LOS ANGELES — Upon its release back in 1972, John Boorman’s man-versus-nature classic, “Deliverance,” featured a fading TV star, Burt Reynolds, opposite a burgeoning Jon Voight on a fateful canoe trip down a backwoods river.
Based on the best-selling novel by poet laureate James Dickey, the movie became a box-office hit with three Oscar nominations, including one for Best Picture.
Boorman, Voight, Reynolds, and Ned Beatty gathered before a screening Saturday morning at Hollywood’s Chinese Multiplex 1 to reflect on their experiences making the movie. The talk was part of the TCM Classic Film Festival, which ran April 25 through 28.
“I just wanted a job,” Reynolds told a packed house. Up until “Deliverance,” he was mainly known for playing Quint the blacksmith on the TV western “Gunsmoke.” At the age of 35, he was a little old to be breaking into movies.
“When I left there, I was walking down the street,” he said about his audition. “I screamed in the air, ‘I think I got it!’ And there were a lot of people going, ‘I think he’s got it!’ not even knowing what the hell I was talking about.”
“Of course Burt was happy to get in a movie like this. It was a movie,” quipped Beatty, who was in a raucous mood, taunting the crowd and griping about promoting the movie for no pay.
Reynolds, a former stuntman, recalled going over the falls one day on the river after camera tests using a dummy proved unconvincing. The result was a broken coccyx and a separated kidney.
“We go to rushes the next day and I said [to the director], ‘How do you feel, John?” laughed Reynolds. “He said, ‘It looks just like a dummy.’”
Voight, who was nominated in 1969 for “Midnight Cowboy,” was coming off a flop called “The Revolutionary” and was skittish about his next project.
“I was a little bit frightened of the rape scene,” he said about the infamous scene in which Ned Beatty’s character is raped by a hillbilly.

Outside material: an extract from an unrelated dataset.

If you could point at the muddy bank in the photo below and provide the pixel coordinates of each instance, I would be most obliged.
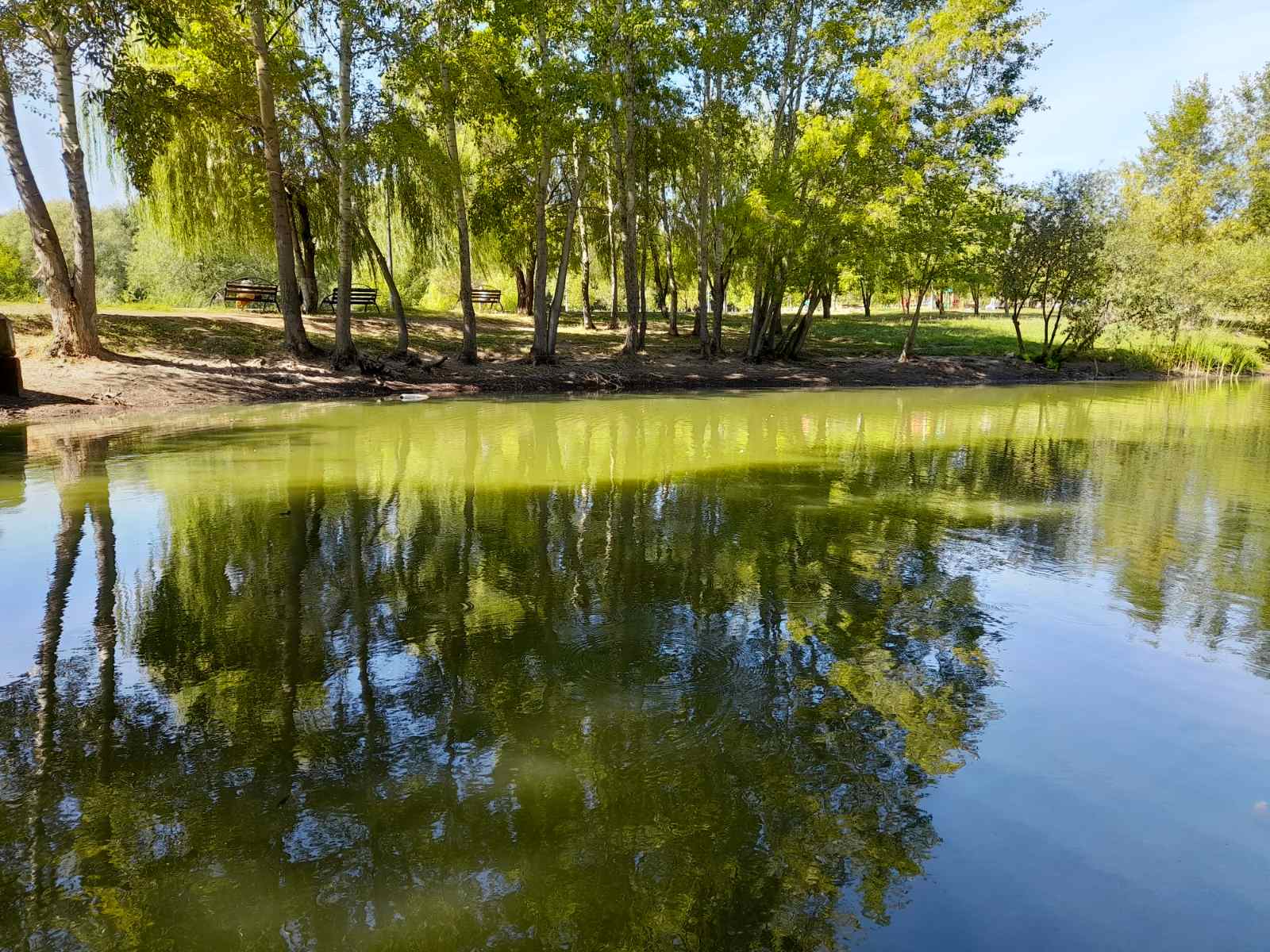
(65, 389)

Boorman told him he had Jack Nicholson and Marlon Brando standing by if he wasn’t interested, leaving the actor wondering, “If he can get Brando or Nicholson, what the hell’s he doing with me?”
So Voight consulted his wife, actor Marcheline Bertrand, who thought the script was brilliant.
“Marcheline was always smarter than Jon, no big friggin’ news there,” noted Beatty, who was plucked from regional theater to play the part of the rape victim, Bobby.
“I cast Ned ’cause he was angry,” smiled Boorman. “He walked into the interview in Warner saying, ‘I don’t want to be in your fuckin’ film.’ So I said, ‘I’m casting you anyway.’”
“Deliverance” tells the story of four Atlanta suburbanites who test their mettle on a disastrous canoe trip. With Vietnam raging overseas and an environmentalist movement taking root at home, the 1970 novel has been called a cautionary tale about man’s relationship to nature, as well as an incisive look at our fractured psyche during wartime.
The movie adaptation is regarded as a classic and represents a career high for both the cast and the director.
“I’ve done 70 movies and four television series,” Reynolds said, reflecting on his career. “And of all of them, as far as I’m concerned, I’ve only been in one movie.”